Myrnin, Claire realized, was still getting shocks from the collar. He was just . . . ignoring them. Hannah realized it, too, and she didn’t like it; she unsnapped the fastener on her sidearm as Myrnin leaped over the balcony’s edge and landed catlike beside the body of his victim.
“You can stop that now,” he said to Hannah. His voice was uneven and ragged, and his eyes were burning red, but she still shook her head.
“I can’t,” she said. “The others are starving. If I release them, they’ll rip us apart. We’ve got blood. We’re bringing it in. Myrnin, back off. Don’t make me have to hurt you.”
He laughed, in a tense and wildly crazy way that made Claire get a very bad feeling in her stomach. “Hurt me?” he asked. “How would you do that? By taking away everything I love? Everything I honor? You’re too late, Hannah. Far too late. Fallon already did that.”
Claire’s terrible feeling suddenly condensed into a heavy, sickening weight. “He took Jesse,” she said. “Fallon took Jesse.”
“Because he knew it would hurt me,” Myrnin said. “Fallon likes to pretend his crusade is to save us, but in the end it’s about me. He wants to see me suffer, for turning him vampire so long ago. For abandoning him once I did. It is my fault, you know. All my fault.
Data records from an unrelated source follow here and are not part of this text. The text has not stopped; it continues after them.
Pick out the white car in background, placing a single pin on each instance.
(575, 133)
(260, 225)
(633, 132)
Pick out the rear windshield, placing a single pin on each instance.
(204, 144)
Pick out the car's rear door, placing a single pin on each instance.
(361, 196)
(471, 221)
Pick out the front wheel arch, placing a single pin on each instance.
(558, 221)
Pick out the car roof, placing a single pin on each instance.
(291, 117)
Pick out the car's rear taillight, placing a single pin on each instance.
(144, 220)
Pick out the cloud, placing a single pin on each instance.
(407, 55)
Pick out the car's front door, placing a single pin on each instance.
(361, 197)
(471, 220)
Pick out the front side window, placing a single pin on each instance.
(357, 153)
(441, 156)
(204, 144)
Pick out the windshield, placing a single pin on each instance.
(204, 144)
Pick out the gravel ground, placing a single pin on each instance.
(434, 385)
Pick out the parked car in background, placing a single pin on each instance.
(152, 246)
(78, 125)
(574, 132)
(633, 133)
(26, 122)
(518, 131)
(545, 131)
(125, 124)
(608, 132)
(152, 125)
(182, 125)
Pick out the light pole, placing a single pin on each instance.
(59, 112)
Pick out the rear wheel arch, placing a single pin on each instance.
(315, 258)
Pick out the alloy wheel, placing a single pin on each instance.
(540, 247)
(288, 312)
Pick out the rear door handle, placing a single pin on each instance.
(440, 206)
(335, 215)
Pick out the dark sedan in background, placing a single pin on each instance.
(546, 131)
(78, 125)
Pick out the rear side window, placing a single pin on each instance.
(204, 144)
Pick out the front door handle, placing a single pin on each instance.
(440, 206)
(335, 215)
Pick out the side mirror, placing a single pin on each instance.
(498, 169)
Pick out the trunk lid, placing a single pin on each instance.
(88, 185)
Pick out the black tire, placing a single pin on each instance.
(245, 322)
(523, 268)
But Lady Grey shouldn’t pay the price.”
“We have to save her,” Claire said, and turned to Hannah. “We have to.”
“Never thought I’d say that, but, yeah, she’s our friend, too,” Shane agreed. He dumped the armload of blood bags on the floor next to the fountain, and Claire added her own to the pile.
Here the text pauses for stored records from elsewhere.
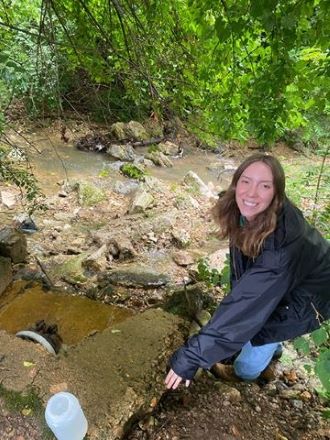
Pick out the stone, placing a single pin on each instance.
(195, 183)
(141, 201)
(122, 152)
(182, 258)
(168, 148)
(126, 187)
(117, 130)
(13, 245)
(8, 198)
(159, 158)
(90, 195)
(97, 261)
(135, 131)
(181, 237)
(137, 276)
(6, 274)
(123, 248)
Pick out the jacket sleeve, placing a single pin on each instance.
(239, 316)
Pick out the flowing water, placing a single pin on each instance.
(76, 317)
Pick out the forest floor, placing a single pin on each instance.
(287, 409)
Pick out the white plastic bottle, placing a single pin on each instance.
(65, 417)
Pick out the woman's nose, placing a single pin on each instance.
(253, 190)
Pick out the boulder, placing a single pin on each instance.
(117, 130)
(90, 195)
(135, 131)
(195, 183)
(6, 274)
(141, 201)
(122, 152)
(137, 276)
(168, 148)
(159, 158)
(97, 261)
(13, 245)
(181, 237)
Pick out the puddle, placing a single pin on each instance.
(75, 316)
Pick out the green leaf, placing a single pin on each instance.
(301, 344)
(319, 336)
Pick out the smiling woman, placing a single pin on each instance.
(280, 277)
(254, 190)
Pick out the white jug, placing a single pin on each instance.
(65, 417)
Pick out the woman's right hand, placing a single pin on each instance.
(172, 380)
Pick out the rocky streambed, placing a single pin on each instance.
(131, 246)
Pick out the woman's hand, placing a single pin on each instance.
(172, 380)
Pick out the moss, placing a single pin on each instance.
(27, 403)
(90, 195)
(132, 171)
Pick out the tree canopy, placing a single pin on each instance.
(233, 68)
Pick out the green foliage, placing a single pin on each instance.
(133, 171)
(212, 277)
(235, 69)
(24, 179)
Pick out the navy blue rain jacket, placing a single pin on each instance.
(281, 294)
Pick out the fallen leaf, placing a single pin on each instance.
(28, 364)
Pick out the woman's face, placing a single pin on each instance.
(254, 190)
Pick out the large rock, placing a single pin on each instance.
(141, 201)
(137, 276)
(168, 148)
(13, 245)
(116, 375)
(122, 152)
(135, 131)
(195, 183)
(6, 274)
(159, 159)
(117, 130)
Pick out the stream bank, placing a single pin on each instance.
(92, 243)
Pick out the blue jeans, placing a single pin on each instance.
(253, 360)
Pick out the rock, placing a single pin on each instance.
(126, 187)
(135, 131)
(122, 152)
(187, 301)
(181, 237)
(25, 223)
(70, 269)
(183, 201)
(195, 183)
(182, 258)
(117, 130)
(90, 195)
(158, 158)
(168, 148)
(97, 261)
(137, 276)
(122, 248)
(141, 201)
(6, 275)
(229, 393)
(8, 198)
(13, 245)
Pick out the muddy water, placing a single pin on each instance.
(57, 161)
(76, 317)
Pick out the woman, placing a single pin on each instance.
(280, 278)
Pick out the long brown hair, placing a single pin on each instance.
(250, 238)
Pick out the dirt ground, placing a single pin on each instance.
(206, 411)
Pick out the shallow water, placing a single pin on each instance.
(76, 317)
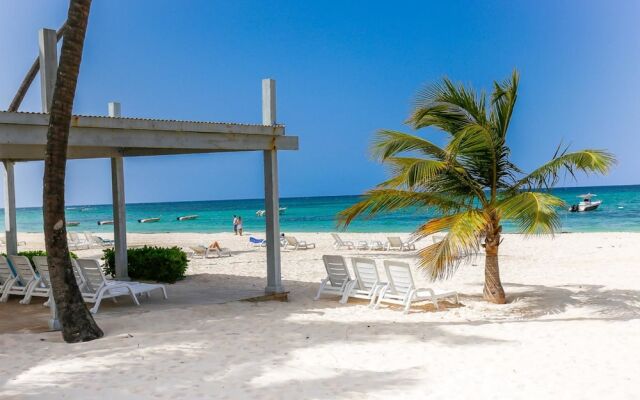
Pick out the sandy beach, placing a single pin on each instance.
(569, 331)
“Then the faster we get the blood in, the faster you can go find her,” Hannah said. “Help move it.”
Myrnin, despite the shock collar still crackling around his neck, despite the intense sunlight outside, helped them carry the rest of the blood into the atrium, running back and forth, until the pile of bags was waist-high, and the trunk and backseat of the cruiser were empty.
Claire remembered, despite the frantic pace, that they still had a problem—a big one. “The hellhounds,” she said. “Fallon could activate them at any time. If Hannah turns against us—”
“I’ve been working on adapting Fallon’s filthy cure to the purpose,” Myrnin said. “During my time outside this prison. I have a small supply made up in my lab. It’s hidden in the back by my armchair, behind a pile of books. Enough for three more doses, if you’re careful. Oh, and while you’re there, do feed Bob. He’s been hunting on his own lately, but he does enjoy being shown a little kindness.”
And that, Claire thought, was Myrnin in a nutshell. He was capable of wild mood swings that went from murder to concern for a spider in under five minutes. In the end, loving Myrnin, really loving him, would be like living with an unexploded bomb—sooner or later it was bound to go off, and for someone fragile and human, it would be fatal.